Der Kläger konnte auch die Auffassung des Verwaltungsgerichts, die Sperrzeit nach § 18 Satz 3 BJagdG sei ermessensgerecht festgesetzt worden, nicht in Zweifel ziehen. Es erscheint sachgerecht, die Sperrfrist an der Frist des § 5 Abs. 1 Nr. 1 WaffG zu orientieren. Im Übrigen kann nach § 17 Abs. 1 Satz 2 BJagdG beim Fehlen der Zuverlässigkeit oder persönlichen Eignung im Sinne der §§ 5 und 6 des Waffengesetzes ohnehin nur ein Jagdschein nach § 15 Abs. 7 BJagdG (Falknerjagdschein) erteilt werden. Dem Kläger könnte daher vor Ablauf der Frist des § 5 Abs. 1 Nr. 1 WaffG ohnehin der von ihm gewünschte Jagdschein nicht erteilt werden.
Im Übrigen wird auf die Ausführungen des Senats im Beschluss vom 23. Juni 2020 (24 CS 20.1226/24 CS 20.1260) verwiesen.
2. Andere Zulassungsgründe des § 124 Abs. 2 VwGO sind nicht ausdrücklich geltend gemacht und auch nicht dargelegt. Soweit der Kläger ausführt, das Verwaltungsgericht hätte zur Aufklärung der konkreten Umstände terminieren müssen, ist er darauf zu verweisen, dass er nach Erlass des Gerichtsbescheids die Möglichkeit hatte, nach § 84 Abs. 2 Nr. 2 VwGO mündliche Verhandlung zu beantragen. Darauf hat ihn das Verwaltungsgericht mit der dem Urteil beigefügten Rechtsmittelbelehrungauch zutreffend hingewiesen.
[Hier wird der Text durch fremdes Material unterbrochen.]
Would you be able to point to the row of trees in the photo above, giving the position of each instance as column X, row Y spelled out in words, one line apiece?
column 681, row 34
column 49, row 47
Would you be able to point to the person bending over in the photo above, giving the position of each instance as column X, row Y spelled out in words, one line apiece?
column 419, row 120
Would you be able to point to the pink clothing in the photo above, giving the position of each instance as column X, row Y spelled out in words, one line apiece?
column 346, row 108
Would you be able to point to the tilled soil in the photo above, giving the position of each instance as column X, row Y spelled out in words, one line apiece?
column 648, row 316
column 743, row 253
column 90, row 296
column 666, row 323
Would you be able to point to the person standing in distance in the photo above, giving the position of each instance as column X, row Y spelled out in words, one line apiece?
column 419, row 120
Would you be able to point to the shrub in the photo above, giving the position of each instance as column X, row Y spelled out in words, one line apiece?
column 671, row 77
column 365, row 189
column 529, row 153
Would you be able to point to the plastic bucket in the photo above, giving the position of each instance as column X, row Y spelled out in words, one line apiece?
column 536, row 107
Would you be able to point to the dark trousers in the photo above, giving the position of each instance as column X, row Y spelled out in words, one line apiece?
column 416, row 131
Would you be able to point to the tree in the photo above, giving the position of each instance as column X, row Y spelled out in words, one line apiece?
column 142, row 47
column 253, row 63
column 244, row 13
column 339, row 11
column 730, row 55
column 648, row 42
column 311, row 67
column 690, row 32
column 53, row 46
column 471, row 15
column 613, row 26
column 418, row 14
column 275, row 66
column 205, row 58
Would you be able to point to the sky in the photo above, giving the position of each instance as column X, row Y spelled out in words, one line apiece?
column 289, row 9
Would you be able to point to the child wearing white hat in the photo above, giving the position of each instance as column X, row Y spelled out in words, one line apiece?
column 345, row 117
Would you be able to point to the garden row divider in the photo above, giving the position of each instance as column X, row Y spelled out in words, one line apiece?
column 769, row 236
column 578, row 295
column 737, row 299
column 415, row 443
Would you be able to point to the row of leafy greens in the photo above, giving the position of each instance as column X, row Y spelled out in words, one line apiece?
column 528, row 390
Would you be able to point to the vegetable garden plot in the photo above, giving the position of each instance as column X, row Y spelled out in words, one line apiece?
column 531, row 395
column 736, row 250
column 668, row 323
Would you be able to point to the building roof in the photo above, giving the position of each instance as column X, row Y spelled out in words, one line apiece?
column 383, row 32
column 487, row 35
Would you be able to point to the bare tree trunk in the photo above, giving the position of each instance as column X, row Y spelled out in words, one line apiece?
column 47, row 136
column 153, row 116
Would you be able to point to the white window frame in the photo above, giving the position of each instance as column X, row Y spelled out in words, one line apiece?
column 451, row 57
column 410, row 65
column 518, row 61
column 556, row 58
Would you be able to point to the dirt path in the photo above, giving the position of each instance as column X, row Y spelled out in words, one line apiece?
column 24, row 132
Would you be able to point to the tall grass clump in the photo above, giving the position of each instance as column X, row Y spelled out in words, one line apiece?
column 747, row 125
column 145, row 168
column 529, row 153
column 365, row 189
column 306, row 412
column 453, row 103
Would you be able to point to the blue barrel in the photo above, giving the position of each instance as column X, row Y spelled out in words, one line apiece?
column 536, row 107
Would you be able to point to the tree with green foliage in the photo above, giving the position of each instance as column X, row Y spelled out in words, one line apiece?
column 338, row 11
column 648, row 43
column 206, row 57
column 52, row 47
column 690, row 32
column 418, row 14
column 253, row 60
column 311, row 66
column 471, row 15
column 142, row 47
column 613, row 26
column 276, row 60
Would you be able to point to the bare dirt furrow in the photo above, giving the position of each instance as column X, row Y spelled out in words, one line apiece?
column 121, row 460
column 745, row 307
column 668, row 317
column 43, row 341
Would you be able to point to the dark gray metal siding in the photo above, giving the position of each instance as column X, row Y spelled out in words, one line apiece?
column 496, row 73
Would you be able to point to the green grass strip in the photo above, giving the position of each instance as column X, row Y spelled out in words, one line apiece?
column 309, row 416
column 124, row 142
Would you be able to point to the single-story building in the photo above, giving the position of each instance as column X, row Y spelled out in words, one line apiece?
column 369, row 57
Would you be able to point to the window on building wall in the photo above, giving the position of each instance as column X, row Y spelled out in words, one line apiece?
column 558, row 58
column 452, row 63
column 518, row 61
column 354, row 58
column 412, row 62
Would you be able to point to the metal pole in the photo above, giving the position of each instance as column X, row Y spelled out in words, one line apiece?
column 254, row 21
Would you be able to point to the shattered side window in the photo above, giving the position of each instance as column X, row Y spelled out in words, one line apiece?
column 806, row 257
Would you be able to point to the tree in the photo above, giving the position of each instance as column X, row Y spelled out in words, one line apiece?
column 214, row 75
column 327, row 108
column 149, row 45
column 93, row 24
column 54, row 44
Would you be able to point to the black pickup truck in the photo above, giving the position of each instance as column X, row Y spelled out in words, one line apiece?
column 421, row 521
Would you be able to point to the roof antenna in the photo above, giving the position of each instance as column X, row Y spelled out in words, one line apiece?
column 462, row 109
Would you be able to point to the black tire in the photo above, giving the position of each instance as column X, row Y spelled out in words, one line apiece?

Die Geltendmachung eines diesbezüglichen Verfahrensfehlers nach § 124 Abs. 2 Nr. 5 VwGO in Form einer Gehörsverletzung gemäß § 138 Nr. 3 VwGO könnte daher keinen Erfolg haben.
3. Die Kostenentscheidung beruht auf § 154 Abs. 2 VwGO. Die Streitwertfestsetzung ergibt sich aus § 63 Abs. 2 Satz 1, § 47, § 52 Abs. 1 GKG. Sie orientiert sich an Nrn. 20.3 und 50.2 des Streitwertkatalogs für die Verwaltungsgerichtsbarkeit 2013 (abgedruckt als Anhang in Eyermann, VwGO) und folgt in der Höhe der Festsetzung des Verwaltungsgerichts, gegen die keine Einwände erhoben worden sind.
4. Dieser Beschluss ist unanfechtbar (§ 152 VwGO). Mit der Ablehnung des Zulassungsantrags wird das Urteil des Verwaltungsgerichts rechtskräftig (§ 124a Abs. 5 Satz 4 VwGO).